Limited Scale of High-Dimensional Experiments: The sample sizes on MNIST/CIFAR-10 are limited by a computation budget (1 hour), leaving larger scales untested.
Power Comparison with MMD: Although KMS is more flexible, MMD with an \(O(n^2)\) computational complexity is far more efficient; the cost-performance trade-off in practical applications requires careful balance.
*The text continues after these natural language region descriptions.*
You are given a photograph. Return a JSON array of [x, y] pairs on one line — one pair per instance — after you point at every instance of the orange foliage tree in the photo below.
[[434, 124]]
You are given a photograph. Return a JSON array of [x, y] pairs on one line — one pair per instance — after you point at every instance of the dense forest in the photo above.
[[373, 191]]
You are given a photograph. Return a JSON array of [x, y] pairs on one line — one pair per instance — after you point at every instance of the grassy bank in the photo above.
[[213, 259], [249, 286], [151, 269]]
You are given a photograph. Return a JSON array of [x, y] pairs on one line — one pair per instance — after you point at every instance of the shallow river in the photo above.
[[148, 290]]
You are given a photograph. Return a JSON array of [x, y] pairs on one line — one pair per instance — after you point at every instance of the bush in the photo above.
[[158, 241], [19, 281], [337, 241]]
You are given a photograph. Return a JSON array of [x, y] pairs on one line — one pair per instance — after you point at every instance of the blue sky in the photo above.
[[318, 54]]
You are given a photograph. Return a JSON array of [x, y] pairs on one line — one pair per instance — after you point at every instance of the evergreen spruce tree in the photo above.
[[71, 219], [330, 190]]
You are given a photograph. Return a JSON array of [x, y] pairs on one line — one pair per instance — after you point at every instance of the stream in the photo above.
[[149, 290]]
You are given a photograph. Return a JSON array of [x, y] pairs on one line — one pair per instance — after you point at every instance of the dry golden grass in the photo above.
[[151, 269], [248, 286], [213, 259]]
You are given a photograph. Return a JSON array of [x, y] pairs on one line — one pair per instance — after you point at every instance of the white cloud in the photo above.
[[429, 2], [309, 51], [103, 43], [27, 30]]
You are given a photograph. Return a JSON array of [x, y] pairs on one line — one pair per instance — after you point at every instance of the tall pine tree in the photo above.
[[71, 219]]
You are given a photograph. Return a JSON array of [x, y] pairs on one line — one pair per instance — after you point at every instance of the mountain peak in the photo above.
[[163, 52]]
MS Wasserstein: The linear projection version by Deshpande et al. (2019), of which KMS is a non-linear generalization.
Boedihardjo (2025): Provided dimension-free sharp bounds for MS Wasserstein; this work extends a similar approach to RKHS.
Kernel OT: Zhang et al. (2019) considered kernel-mapped push-forward Wasserstein, but failed to obtain a sharp rate due to the curse of dimensionality.
SDR for OT: Xie and Xie (2021) first applied SDR to MS \(W_1\) but lacked theoretical guarantees and efficient algorithms.
Connection to Kernel PCA (Remark 2.7): When \(\nu=\delta_0\) and \(p=2\), KMS degenerates to Kernel PCA, and can be viewed as a two-sample generalization of Kernel PCA.

Rating¶

Novelty: ⭐⭐⭐⭐ — The NP-hard proof, SDR rank bounds, and the first-order algorithm constitute novel contributions.
Experimental Thoroughness: ⭐⭐⭐⭐ — Extensive comparisons across three tasks (testing/detection/generative modeling) using both synthetic and real-world datasets.
Writing Quality: ⭐⭐⭐⭐⭐ — The structure of theory-algorithm-experiments is clear, and the theorems are stated precisely.
Value: ⭐⭐⭐⭐ — Lays a solid foundation for the theory and computation of kernel optimal transport.